Birkaç tepeyi daha aştıktan sonra başkent şehri görüş alanına girmişti. Yüzüne yansıyamayan mutluluğu, içine dağıldı. İlk işi bir hekim görmek olacaktı. Dakikalar sonrasında çizilmiş koluna pansuman, incinen dizine de sargılarını yaptırmış şekilde Kalkan Loncasının yolunu tuttu. Şehirde kimse onu yadırgamamıştı. Buna rağmen oldukça çekingen bir tavır sergiliyordu. Sanki az önce bir drowu kendi elleriyle paramparça etmiş olan panda o değildi. Bunların bir önemi yoktu, zira hedefine ulaşmıştı. Kalkan Loncası ana binasının beş yüz yıldır ayakta olan taş girişinin önüne geldi. "Artık hiçbir şey beni engelleyemez." dedi kendi kendine.
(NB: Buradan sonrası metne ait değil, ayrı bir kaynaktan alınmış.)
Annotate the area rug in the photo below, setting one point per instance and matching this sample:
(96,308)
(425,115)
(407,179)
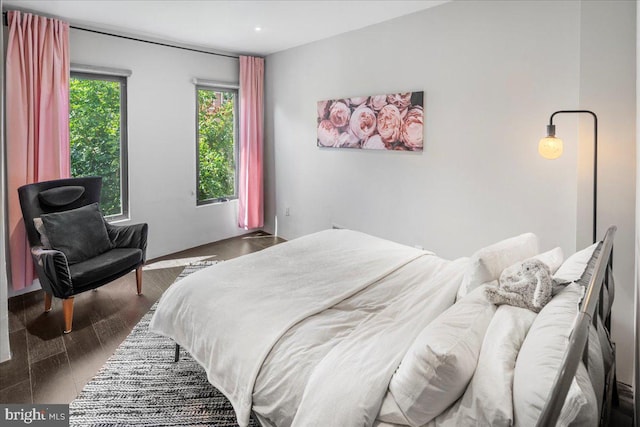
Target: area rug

------------------------------------------------------------------------------------------------------

Kalp atışları inanılmaz seviyeye yükselmişti. Şu sefil hayatındaki tek hedefini gerçekleştirmek üzereydi. Heyecan ve sevinç doruktaydı. Bu yüzden omzuna dokunan soğuk eli bir süreliğine hissetmemişti. Kafasını çevirdiğinde karşısında izbandut gibi bir adam gördü. Saçsız başına rağmen oldukça gür bir sakalı vardı. Henüz parlatılmış boyalı çelik zırhı güneşi tıpkı bir ayna gibi yansıtıyordu. Yüzünde ise keskin bir ifade vardı. "Nereye böyle?" Sesi dış görünüşünü tamamlar biçimde kalın ve baritondu. "E-efendim, loncaya katılmak için geldim. Adım Ha."
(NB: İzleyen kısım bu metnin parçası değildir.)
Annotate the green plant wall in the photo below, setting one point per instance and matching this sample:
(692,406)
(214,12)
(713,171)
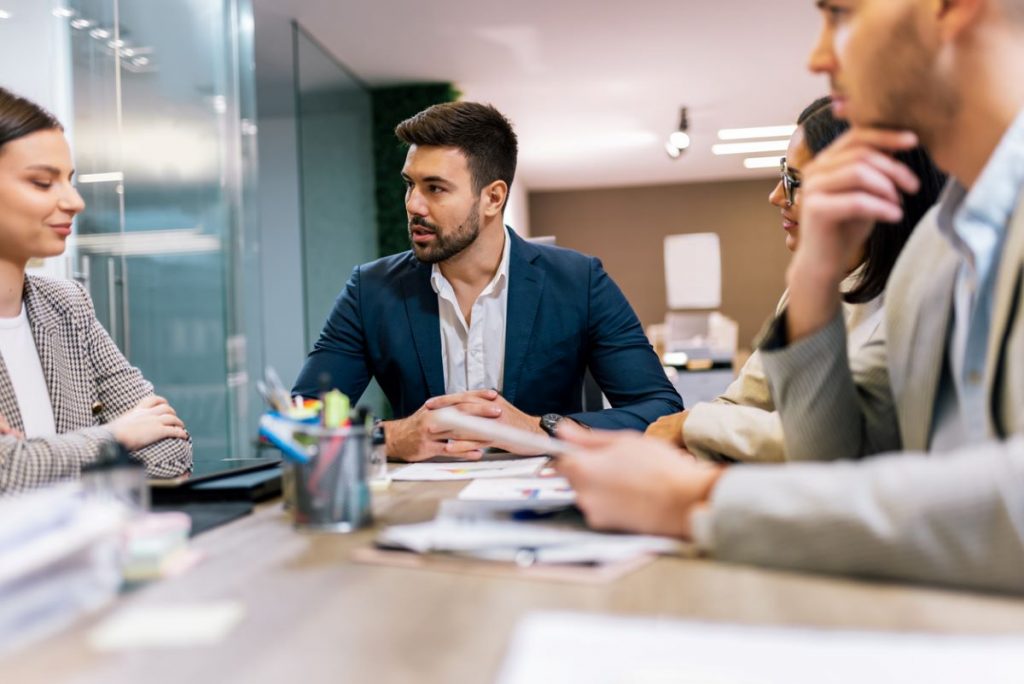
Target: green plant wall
(391,105)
"Ya, demek öyle! Son baktığımda bu kapıdan içeriye sadece insanları alıyorduk. Seni buraya kabul edileceğine inandıran şey nedir?" Ha, tüm yol boyunca -eğer ulaşırsa- artık her şeyi göze alacağını, gerekirse hüngür hüngür ağlayıp bacaklarına kapanacağını, milyon kere ısrar edeceğini söylemişti kendine. Ancak adamın kendinden emin görünüşü ve tavırları bunu yapmaya izin vermiyordu. Çaresizliği ve hayal kırıklığını bir arada yaşıyordu. "B-B-Bilmiyorum... Mutlaka bir yolu vardır ama değil mi? Annem hep öyle söylerdi."
"Annenin ne söylediği ya da ne bildiği umrumda değil genç bayan. Seni bu loncaya alamayız, ne olursa olsun. Şimdi buradan uzaklaşmanı isteyeceğim." Bu olamazdı, olmamalıydı. Hayata tutunma amacı buydu, onu bundan koparamazlardı.
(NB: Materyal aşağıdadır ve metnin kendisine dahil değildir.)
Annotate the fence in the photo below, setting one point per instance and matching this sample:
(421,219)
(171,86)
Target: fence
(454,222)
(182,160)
Urmir'in karşısında aldığı o kararlı tavırı tekrar takındı ve yığıldığı yerden ayağa fırladı. "Efendim, lütfen. Bakın bu benim için çok önemli, ne olurusunuz. Ailem birkaç gün önce suikaste kurban gitti. Soyumdan tek kalan olarak buralara kadar yalnız başıma yolculuk ettim. Kendimi koruyabilmek için güçlenmeliyim, anlamalısınız!" Şaşılır ki sesi titrememişti. Karşısındaki komutanı etkilediği bile söylenebilirdi. Birden gözüne babacan gözüken bu dev adam söze girdi,
"Bak yavrum. Bunların ne kadar zor olduğunu anlayabiliyorum. Anlayabiliyorum çünkü ben de ailemi genç yaşta kaybettim. Ve bana kucağını açan tek yer burası, Kalkan Loncası idi. İsterim ki üçüncü bölüğün komutanı olarak bizzat alıp yetiştireyim. Fakat çiğnenmesi söz konusu dahi olamayacak Kalkan Kurallarında dediği gibi, 'Loncaya 1B nin yarattığı ırklar harici bir canlı almak katiyen yasaktır.' Şimdi, beni ağlatmadan uzaklaş buradan. Yoksa kötü olur." Şansı tükenmişti. Son bir cümle için büzdüğü dudaklarını araladı. "Peki ya ne yapacağım?" Zırhtan gelen tıngırtı sesleri bir an kesildi, adam arkasına döndü. "Şatoya git ve durumu izah et. Sana onlar harici hiç kimse yardım etmez. Tanrılar yardımcın olsun."

... (Zaman geçiyor işte)

Esas son şansı buydu. Şatodakilerden, yöneticilerden yardım dilenecekti. Belki birileri onu gözetirdi. Taştan dahi olsa bir yatak vermeyi uygun görürlerdi belki. Fazla yemezdi, onlara yük olmazdı. Günlük işleri de yapardı. Her şeye hazırdı. Yeter ki ailesine mezar olmuş o mağaraya dönmesindi. Yüzüne vuran rüzgar şiddetiğini arttırdığı için garipsedi ve etrafına bakındı. Garipti. Köy meydanında yaprak dahi kıpırdamıyordu ama şiddetli bir esinti hissediyordu. Anlam veremedi, üzerine kafa yormadı. Nihayet hava kırmızı renginin en koyu tonlarında iken şato girişine varmıştı Ha. Muhafızların onu fark etmesini bekledi. Birkaç dakika sadece dikildi. "Hey, panda. Ne vardı?"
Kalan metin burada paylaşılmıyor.